11. d. 90 degrees is 6 times 15 degrees, so it is 6 time zones between the two cities (alternatively, 90 degrees is a quarter of 360 so a quarter of a day or 6 hours). Paris is East of Chicago, so its time is LATER than in Paris (remember east coast US time is LATER than west coast time). Hence, if it is noon in Chicago it is 6pm in Paris.

12. a. False. Although the normal rule for a leap year would give a leap year in AD 1900 (ie, it is divisible by 4), remember that under the Gregorian reform calender, we skip the century leap years unless the year is divisible by 400. Since 1900 is not cleanly divisible by 400 we skip it as a leap year. (note, the year 2000 WILL be a leap year).

13. Sunrise (c). Recall that facing the sun, a third quarter moon is 90 degrees to the RIGHT (ie west) of the sun. If you are facing south and the third quarter moon is high in the sky, then the sun is about 90 degrees to the east, or just on the eastern horizon. Hence it is sunrise.

14. False. Recall that the moon goes around the earth in the same direction that the earth goes around the sun, so that the interval between two New moons is LONGER than the true (sidereal) orbital time of the moon. The correct statement is that the synodic month is about 1/12 month LONGER than a sidereal month.

15. The moon exerts a tidal force on the earth, which is a STRETCHING force, and this pulls the earth into a "football" shape with a high point towards the moon and a high point away from the moon. Although the solid rocky earth cannot move much, the earth's oceans can, and so the oceans move onto these two bulge areas. These would be the regions of high tide. As the earth spins, any part of the earth is carried past both bulges during one revolution, or day. Hence there are two high tides each day.

16. False. Lunar eclipses MUST occur at full moon, when the moon has a chance of falling under the earth's shadow.

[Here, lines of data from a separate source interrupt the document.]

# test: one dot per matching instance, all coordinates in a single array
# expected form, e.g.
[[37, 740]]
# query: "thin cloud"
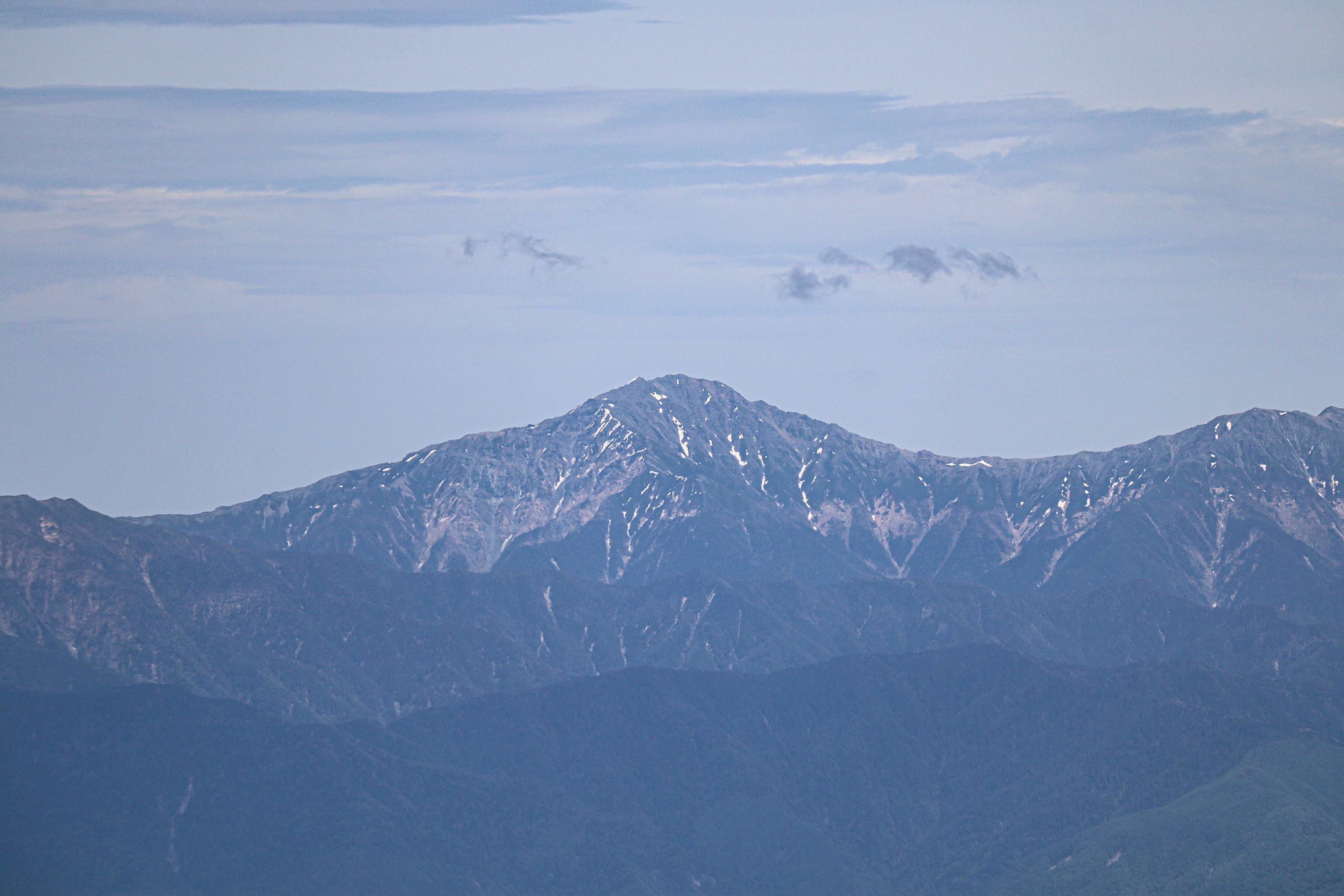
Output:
[[530, 248], [988, 266], [840, 258], [808, 287], [921, 262], [35, 14]]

17. In a total eclipse of the Sun, the moon FULLY COVERS the sun's disk, bringing full darkness. In an annular eclipse of the sun, the moon FITS INSIDE the sun, with some of the sun's disk visible all the way around, hence appearing like a bright RING (hence annular, from Latin). The reason for the difference depends on the APPARENT SIZES of the moon and sun which in turn depend on their DISTANCES. Total eclipses occur when the moon is close and appears big (at perigee) and the sun is far and appears small (aphelion); while Annular eclipses occur when the moon is far (apogee) and the sun is close (perihelion). Of these two effects, the changing distance of the MOON is the greater, since the eccentricity of its orbit is larger (0.05) than the earth's orbit (0.016).

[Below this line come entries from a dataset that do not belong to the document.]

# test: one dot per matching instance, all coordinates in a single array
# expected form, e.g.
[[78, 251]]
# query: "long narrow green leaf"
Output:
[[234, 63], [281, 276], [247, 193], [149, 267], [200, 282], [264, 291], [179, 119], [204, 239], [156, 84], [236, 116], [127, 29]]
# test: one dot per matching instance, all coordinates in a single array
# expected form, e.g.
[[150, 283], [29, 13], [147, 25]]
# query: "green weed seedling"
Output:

18. d. The moon's orbital plane is tilted by 5 degrees to the plane of the ecliptic. Hence at many full or new moons, the moon is way above or below the ecliptic which is where the earth and its shadow lie. Only when the moon is close to one of its NODES (the points where its orbit intersects the ecliptic) is there a chance for an eclipse.

19. Jovian planets are LARGER have MORE satellites and are FURTHER from the sun, than terrestrial planets. There are a bunch of properties which distinguish the Jovians from the terrestrials, other include : mass, composition, (and also rotation rate).

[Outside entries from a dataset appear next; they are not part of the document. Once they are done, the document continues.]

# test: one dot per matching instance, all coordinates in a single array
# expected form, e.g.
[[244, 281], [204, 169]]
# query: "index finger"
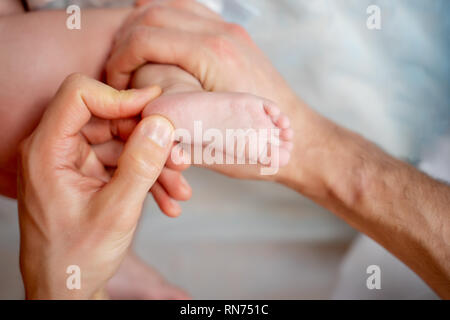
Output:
[[80, 97]]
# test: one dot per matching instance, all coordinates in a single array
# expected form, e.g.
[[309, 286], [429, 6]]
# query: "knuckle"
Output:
[[153, 14], [182, 3], [74, 80], [144, 166], [136, 36], [220, 45]]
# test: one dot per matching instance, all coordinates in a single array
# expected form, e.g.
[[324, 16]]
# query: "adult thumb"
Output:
[[141, 162]]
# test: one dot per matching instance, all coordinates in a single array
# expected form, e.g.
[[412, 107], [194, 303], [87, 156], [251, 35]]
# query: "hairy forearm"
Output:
[[38, 52], [401, 208]]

20. Both earth and Sun are 4.5 giga-years old (4.5 billion years). They have the SAME age. The age dating is done in a couple of ways --- Rocks from the earth, moon, and meteorites can be age dated using careful measurements of radioactive elements found in them. These measurements all point to an age of around 4.5 giga years. The age of the sun is more difficult to measure, but involves creating computer models of a star with the properties of the sun, and seeing how old it is when it matches the properties of the present day sun. The answer is again 4.5 giga years.

21. c. It is the temperature in the young disk which determines the composition of the planets which are built in a particular place (high temps = iron/silicate; cold=ice/hydrogen). Hence it is the gradient in temperature in the disk which causes the terrestrial planets to form close to the sun, while the jovians form further out.